Monday, May 30, 2011

Nice while it lasted

As I was getting into bed the other night, a phrase popped into my head. I turned the light back on and wrote it on my whiteboard. Today I decided to google it and see if someone had already said it. No matches. I'm going to write it for you now, so when someone searches for it in some distant age, they will find that it first appeared at 17 Word Street in the second decade of the third millennium.

Literacy -- just another flash in the pan

Monday, March 21, 2011

Words as vectors

For the past 12 months, I've been working with my partners Chris Hart and Todd Israelite to launch a new venture by the name of sr4. Recently, Chris has been giving a presentation that he calls The Path to Sustainable Change. Chris has also been leading our effort to replace our provisional website with a much better one, and as I looked at the design for the new landing page, I saw that The Path to Sustainable Change is now right up there next to our logo -- like a tagline!

I thought I should start taking that phrase seriously. So, when I had the opportunity to name four buckets on the landing page, I chose to use the word "path" in each heading. One day, while Todd and I were discussing the right designation for the entrance to our blog, he blurted out, "Live, from the Path." I wrote it down and sent it to the website designer.

So now let me talk about the vector-significance of two word choices: "path" and "live" (vector: a quantity with both magnitude and direction).

That word "path" suggests a way forward, worn by feet, discovered by trial and error, which can broaden out and narrow back down according to circumstances, and which remains a path only as long as it works -- to get people from where they are to where they want to be. With that as a picture in your mind, you know you will now write about your work in a certain way--in the style of an experienced guide on a path not at all well-known by many who would like to get to where it leads.

And when you think of filing dispatches "live," from the path, you know you're no longer waiting for some brilliant insight before you sit down to write. You're not painting on a large canvas; you're just taking a snapshot of where you are right now, right here, on this little bend in the path.

The choices of two little words -- made pretty much on the fly -- carry the magnitude and the direction to change how you talk about what you do, and how you talk about what you do begins to shape the scaffolding of your brand.

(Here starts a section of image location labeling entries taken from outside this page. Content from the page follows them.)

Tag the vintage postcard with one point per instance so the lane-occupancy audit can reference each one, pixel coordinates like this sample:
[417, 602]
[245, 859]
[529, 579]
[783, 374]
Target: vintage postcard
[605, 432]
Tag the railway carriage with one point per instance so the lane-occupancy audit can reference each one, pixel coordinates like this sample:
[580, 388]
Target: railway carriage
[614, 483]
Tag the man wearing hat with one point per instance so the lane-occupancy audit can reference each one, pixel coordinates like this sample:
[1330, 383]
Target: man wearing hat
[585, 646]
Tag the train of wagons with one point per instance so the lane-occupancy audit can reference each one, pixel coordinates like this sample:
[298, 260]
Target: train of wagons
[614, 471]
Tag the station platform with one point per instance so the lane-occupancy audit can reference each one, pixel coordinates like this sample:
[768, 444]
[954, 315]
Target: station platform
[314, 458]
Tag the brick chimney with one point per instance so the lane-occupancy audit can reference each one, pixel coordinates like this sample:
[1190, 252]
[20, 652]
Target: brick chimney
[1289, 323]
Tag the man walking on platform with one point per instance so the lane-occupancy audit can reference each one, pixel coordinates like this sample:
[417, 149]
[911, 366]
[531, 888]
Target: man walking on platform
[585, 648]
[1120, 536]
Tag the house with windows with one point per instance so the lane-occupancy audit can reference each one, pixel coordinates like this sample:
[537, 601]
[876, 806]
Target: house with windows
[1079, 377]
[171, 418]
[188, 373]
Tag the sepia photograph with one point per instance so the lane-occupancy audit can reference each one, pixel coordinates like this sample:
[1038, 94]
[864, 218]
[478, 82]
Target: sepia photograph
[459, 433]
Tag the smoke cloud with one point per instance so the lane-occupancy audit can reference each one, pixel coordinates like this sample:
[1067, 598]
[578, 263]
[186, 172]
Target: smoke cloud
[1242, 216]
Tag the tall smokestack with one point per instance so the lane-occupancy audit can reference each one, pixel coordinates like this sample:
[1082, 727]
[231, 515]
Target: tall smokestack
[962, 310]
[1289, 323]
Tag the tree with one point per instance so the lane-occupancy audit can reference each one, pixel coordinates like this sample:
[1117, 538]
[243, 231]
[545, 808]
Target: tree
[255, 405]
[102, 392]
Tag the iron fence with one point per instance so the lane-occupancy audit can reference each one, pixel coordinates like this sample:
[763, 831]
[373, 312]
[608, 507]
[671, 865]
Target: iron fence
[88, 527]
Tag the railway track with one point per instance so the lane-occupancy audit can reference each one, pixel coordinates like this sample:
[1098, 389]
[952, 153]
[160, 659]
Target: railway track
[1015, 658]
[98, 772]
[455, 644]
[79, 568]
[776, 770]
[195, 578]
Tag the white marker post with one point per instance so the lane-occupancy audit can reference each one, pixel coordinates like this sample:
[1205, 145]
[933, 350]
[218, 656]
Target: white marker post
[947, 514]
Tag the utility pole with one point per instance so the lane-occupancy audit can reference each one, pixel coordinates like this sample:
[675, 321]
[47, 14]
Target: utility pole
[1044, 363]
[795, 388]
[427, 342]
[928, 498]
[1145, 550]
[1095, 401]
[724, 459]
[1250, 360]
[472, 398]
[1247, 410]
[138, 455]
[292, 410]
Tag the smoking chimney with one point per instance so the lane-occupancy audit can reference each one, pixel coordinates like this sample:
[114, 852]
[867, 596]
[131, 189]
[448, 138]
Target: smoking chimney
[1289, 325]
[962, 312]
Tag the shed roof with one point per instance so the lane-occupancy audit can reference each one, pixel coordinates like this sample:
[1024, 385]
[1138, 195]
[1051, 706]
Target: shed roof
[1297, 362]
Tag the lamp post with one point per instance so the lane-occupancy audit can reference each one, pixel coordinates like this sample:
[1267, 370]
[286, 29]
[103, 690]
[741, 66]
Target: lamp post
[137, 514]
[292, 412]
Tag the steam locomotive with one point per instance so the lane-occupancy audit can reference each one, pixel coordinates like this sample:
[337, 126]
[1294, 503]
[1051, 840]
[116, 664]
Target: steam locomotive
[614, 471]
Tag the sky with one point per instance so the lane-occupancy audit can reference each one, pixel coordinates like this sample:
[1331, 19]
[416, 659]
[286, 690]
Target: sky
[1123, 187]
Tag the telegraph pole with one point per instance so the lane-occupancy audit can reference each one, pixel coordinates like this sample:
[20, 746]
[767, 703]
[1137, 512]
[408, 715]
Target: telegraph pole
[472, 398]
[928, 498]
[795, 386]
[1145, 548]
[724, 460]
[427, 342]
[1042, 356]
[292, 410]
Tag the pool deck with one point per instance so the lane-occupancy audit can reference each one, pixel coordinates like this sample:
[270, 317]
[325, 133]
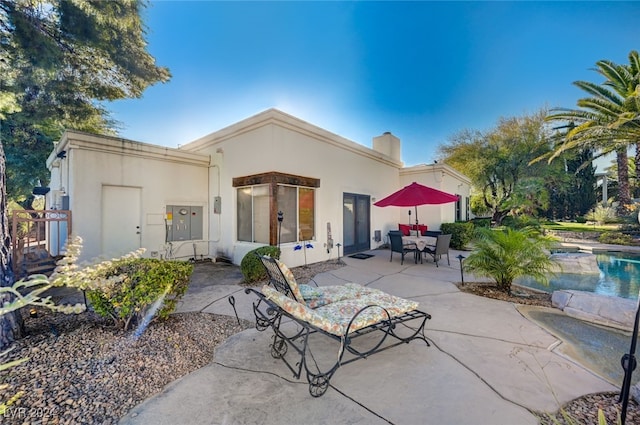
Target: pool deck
[487, 364]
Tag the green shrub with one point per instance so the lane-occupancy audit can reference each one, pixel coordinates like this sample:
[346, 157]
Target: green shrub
[506, 254]
[616, 238]
[140, 283]
[481, 222]
[521, 222]
[251, 267]
[602, 214]
[461, 233]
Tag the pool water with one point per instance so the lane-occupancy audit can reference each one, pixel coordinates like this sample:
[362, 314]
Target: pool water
[619, 276]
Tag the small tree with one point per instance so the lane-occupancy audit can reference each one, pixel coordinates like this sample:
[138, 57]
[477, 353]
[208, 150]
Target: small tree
[506, 254]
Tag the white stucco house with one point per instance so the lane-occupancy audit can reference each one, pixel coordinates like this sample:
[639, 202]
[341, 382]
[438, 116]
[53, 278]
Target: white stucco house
[219, 196]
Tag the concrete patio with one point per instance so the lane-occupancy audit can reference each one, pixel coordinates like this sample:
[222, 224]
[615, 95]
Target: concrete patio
[487, 364]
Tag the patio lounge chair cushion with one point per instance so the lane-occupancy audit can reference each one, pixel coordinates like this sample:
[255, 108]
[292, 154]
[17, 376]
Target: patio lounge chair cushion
[317, 297]
[334, 318]
[291, 280]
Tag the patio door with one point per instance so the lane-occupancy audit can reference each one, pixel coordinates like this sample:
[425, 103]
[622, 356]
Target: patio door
[356, 223]
[120, 219]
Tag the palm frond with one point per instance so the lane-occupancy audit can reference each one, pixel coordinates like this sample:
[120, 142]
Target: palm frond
[597, 90]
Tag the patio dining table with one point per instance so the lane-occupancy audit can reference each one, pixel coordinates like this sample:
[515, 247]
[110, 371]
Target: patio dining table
[420, 241]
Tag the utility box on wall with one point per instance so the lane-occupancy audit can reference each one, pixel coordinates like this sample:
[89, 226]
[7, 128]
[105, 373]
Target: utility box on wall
[184, 223]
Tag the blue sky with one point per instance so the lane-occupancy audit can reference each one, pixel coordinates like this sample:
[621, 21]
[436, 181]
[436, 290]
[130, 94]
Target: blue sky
[421, 70]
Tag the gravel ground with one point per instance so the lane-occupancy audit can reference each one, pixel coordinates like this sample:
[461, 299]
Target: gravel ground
[82, 370]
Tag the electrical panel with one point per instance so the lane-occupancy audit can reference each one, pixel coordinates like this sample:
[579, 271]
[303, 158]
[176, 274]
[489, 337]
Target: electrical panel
[184, 223]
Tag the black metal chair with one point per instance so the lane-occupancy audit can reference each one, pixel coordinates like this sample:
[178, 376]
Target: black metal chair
[395, 239]
[441, 247]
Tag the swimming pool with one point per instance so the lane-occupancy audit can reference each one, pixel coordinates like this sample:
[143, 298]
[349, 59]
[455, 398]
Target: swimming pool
[619, 276]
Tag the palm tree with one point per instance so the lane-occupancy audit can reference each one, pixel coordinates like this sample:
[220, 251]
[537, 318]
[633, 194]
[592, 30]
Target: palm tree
[506, 254]
[609, 120]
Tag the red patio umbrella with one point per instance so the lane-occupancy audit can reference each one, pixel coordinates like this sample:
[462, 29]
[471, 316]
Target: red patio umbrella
[416, 194]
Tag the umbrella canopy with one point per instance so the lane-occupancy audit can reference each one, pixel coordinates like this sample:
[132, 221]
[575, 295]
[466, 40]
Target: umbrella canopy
[416, 194]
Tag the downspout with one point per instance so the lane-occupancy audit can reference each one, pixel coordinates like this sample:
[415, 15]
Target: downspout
[211, 198]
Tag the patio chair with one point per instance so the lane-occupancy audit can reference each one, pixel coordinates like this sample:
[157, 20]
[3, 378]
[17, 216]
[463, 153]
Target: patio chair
[395, 238]
[441, 247]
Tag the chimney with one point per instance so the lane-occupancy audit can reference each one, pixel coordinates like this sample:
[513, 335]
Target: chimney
[387, 144]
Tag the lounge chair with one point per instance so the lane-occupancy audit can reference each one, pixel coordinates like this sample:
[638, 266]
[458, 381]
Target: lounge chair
[441, 247]
[342, 313]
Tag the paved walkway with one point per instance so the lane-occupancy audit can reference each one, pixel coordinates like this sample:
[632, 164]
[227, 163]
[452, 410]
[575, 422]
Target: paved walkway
[488, 364]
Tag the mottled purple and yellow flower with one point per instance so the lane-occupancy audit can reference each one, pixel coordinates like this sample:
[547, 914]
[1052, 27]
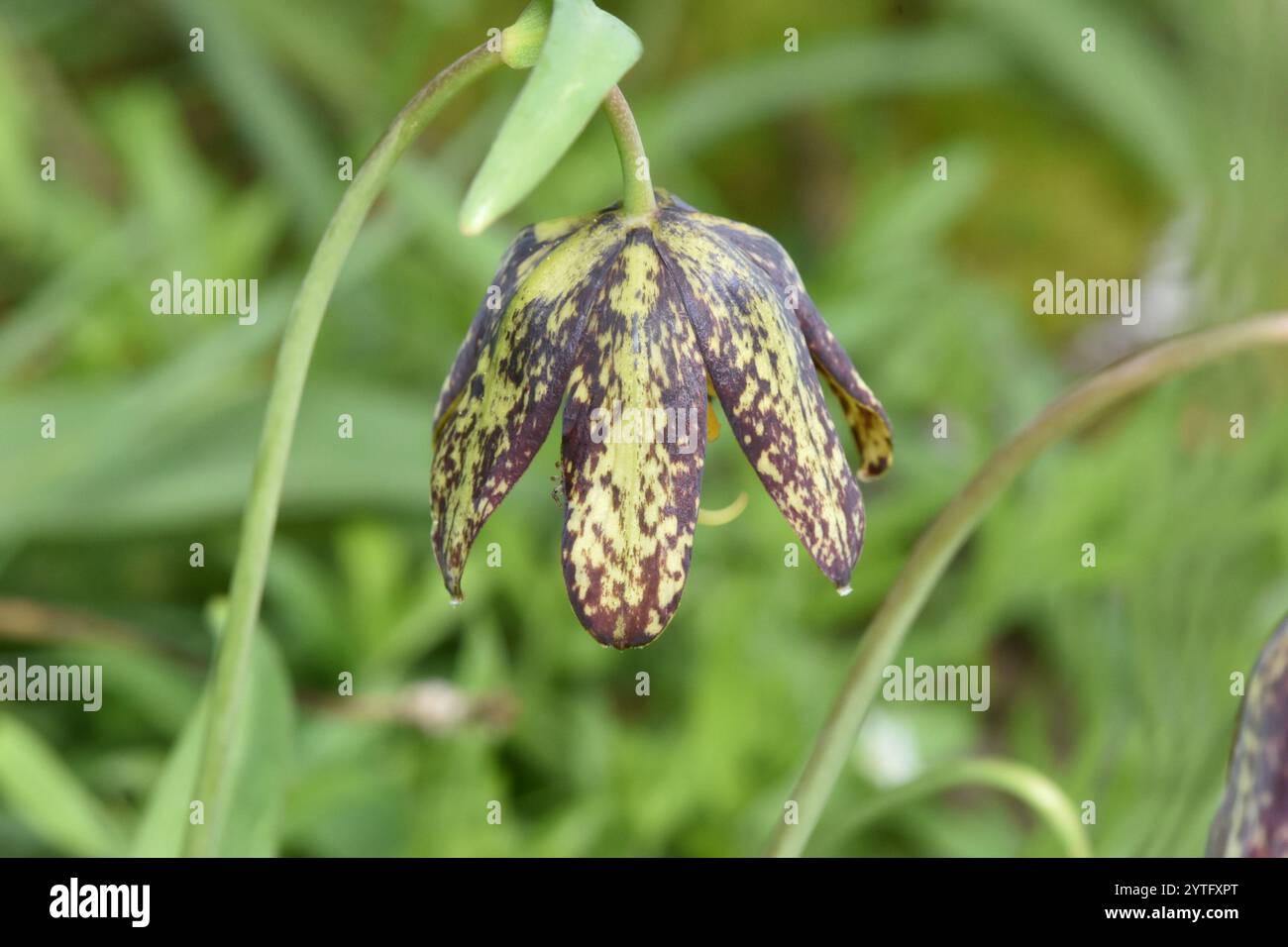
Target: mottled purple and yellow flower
[608, 313]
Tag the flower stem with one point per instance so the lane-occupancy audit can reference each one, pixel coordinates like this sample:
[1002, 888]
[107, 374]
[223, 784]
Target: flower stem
[935, 548]
[636, 180]
[1019, 780]
[226, 697]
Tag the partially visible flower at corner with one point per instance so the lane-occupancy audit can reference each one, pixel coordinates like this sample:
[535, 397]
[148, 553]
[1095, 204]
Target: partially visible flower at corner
[652, 311]
[1252, 821]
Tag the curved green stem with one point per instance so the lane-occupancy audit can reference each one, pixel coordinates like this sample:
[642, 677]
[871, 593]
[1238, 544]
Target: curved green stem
[228, 681]
[936, 547]
[1019, 780]
[636, 179]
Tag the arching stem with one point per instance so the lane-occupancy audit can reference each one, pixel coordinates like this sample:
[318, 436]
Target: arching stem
[636, 179]
[226, 694]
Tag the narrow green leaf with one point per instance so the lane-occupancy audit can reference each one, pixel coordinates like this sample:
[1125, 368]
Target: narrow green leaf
[40, 789]
[584, 55]
[261, 758]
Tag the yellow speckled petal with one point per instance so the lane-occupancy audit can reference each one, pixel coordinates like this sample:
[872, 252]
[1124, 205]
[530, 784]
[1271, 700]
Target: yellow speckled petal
[507, 403]
[760, 368]
[522, 257]
[1252, 821]
[863, 411]
[634, 437]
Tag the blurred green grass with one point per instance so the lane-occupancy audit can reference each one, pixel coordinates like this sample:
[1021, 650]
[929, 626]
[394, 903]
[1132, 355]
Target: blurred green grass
[1112, 681]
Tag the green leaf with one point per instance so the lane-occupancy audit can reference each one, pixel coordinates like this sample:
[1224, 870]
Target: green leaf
[43, 792]
[261, 759]
[584, 55]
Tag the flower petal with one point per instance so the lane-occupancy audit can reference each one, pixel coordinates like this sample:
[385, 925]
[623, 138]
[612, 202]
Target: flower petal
[506, 405]
[634, 438]
[863, 411]
[760, 368]
[522, 257]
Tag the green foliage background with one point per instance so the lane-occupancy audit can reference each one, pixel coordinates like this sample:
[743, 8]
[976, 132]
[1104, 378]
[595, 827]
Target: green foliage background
[1113, 681]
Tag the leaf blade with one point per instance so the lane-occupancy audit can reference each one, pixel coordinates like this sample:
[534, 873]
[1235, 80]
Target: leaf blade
[584, 55]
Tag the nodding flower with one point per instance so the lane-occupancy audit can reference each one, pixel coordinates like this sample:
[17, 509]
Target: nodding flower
[653, 313]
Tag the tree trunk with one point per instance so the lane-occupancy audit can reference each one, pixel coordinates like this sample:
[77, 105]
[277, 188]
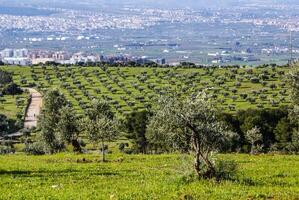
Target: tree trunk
[252, 149]
[197, 163]
[211, 171]
[103, 152]
[76, 146]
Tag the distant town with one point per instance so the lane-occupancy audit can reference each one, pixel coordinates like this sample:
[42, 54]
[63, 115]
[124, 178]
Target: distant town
[25, 57]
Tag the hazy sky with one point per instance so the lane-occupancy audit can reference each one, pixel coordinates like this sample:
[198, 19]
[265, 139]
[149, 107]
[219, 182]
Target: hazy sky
[142, 3]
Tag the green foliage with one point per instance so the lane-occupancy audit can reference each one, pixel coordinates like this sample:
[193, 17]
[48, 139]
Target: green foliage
[194, 123]
[54, 101]
[12, 89]
[4, 125]
[253, 136]
[100, 125]
[136, 125]
[68, 128]
[5, 77]
[60, 176]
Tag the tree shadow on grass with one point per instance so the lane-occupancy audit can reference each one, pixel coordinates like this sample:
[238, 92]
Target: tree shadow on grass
[48, 173]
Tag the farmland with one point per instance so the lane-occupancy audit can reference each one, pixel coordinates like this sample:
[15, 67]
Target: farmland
[130, 89]
[61, 176]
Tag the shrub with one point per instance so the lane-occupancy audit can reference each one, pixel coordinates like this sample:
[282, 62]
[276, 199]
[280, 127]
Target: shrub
[36, 148]
[226, 169]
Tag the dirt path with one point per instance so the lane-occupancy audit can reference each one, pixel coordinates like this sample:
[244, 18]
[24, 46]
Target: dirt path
[34, 109]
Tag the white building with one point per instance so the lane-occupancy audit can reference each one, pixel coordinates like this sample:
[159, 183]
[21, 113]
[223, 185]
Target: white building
[7, 53]
[17, 61]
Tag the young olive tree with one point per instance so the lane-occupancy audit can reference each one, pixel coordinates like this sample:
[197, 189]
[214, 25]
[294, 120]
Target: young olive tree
[53, 101]
[193, 123]
[100, 125]
[253, 136]
[68, 128]
[294, 113]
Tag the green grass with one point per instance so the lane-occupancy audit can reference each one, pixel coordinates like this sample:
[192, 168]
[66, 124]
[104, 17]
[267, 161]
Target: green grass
[143, 177]
[9, 107]
[162, 80]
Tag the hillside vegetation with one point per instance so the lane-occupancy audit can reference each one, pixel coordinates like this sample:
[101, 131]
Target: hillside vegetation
[66, 176]
[130, 89]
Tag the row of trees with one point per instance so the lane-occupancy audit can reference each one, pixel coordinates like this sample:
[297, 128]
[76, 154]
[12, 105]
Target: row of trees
[183, 125]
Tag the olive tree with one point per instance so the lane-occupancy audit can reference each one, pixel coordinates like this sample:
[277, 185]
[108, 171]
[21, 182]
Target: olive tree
[100, 125]
[253, 136]
[53, 102]
[294, 113]
[68, 128]
[191, 122]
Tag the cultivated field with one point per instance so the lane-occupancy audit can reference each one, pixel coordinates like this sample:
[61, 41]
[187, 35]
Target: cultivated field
[66, 176]
[129, 89]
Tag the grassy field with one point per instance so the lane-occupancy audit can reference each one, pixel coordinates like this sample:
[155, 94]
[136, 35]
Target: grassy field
[129, 89]
[143, 177]
[9, 106]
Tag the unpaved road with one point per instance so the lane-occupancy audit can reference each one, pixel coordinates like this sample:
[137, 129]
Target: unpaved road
[34, 109]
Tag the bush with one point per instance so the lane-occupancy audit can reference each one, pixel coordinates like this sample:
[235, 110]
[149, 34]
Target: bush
[225, 170]
[36, 148]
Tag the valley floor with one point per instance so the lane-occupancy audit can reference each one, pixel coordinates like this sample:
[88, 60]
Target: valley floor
[67, 176]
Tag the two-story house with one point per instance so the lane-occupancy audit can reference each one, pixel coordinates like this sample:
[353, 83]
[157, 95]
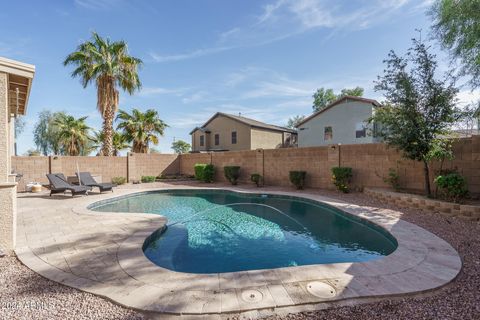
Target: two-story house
[343, 121]
[227, 132]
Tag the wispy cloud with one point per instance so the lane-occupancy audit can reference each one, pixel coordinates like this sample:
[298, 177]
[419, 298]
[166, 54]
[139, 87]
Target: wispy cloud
[97, 4]
[183, 56]
[286, 18]
[150, 91]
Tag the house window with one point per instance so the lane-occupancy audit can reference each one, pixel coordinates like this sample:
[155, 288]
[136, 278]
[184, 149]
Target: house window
[360, 131]
[328, 134]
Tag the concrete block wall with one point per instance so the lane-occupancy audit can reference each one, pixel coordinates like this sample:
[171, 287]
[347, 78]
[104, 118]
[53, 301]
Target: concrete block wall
[32, 168]
[370, 164]
[247, 161]
[151, 165]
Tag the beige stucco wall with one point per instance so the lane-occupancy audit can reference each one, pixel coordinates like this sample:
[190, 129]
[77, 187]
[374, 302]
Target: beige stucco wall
[343, 119]
[8, 189]
[224, 127]
[265, 139]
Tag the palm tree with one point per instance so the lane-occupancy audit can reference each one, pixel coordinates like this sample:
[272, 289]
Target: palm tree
[119, 142]
[107, 64]
[141, 128]
[73, 134]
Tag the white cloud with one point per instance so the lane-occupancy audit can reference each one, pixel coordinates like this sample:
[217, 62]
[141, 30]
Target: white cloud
[148, 91]
[188, 55]
[97, 4]
[286, 18]
[196, 97]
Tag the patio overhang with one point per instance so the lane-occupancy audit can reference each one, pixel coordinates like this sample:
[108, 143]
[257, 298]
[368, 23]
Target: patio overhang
[19, 77]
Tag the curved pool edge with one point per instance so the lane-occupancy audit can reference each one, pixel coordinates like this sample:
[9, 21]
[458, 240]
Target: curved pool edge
[421, 262]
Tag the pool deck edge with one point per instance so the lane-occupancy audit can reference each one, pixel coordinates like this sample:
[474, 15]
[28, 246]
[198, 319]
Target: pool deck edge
[102, 253]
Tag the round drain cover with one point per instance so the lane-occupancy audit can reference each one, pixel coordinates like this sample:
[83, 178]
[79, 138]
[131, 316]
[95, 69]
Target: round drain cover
[321, 289]
[252, 296]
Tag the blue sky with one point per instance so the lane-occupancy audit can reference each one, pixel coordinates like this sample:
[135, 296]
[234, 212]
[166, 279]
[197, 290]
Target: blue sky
[263, 58]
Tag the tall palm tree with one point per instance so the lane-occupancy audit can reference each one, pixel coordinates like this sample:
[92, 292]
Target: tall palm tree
[119, 142]
[109, 65]
[73, 134]
[141, 128]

The lightbulb came on for me on March 13. I posted on the sr4 blog that day, and then for five of the next six days. I used to wonder if I had something worth posting about, and usually I didn't. Now I just wake up in the morning and ask myself, Where am I on the path? That, I know. And I don't mind writing about it. Check it out and you will see: it really is live, from the path.

Tuesday, March 1, 2011

To own a word

In the month of February I heard two different people, each speaking to a diverse audience, mention the word "practice" -- and both times they could not stop themselves from invoking the name, Allen Iverson. How long ago was it that Mr. Iverson said what he said about "practice?" Seems like only yesterday. But it was almost nine years ago, May 8, 2002. And 20 years from now, those who inextricably link Allen Iverson with the word "practice" will still be doing it. We can't help it. The rest of you will just have to tolerate us.

Sunday, January 9, 2011

Through and through

The medical director of the trauma and critical care unit looked into the cameras and said, "She was shot one time in the head, through and through." After all the education, all the Latin words learned for things anatomical, when the chips were down, those were the words he chose: "shot...one time in the head...through and through." And we got it.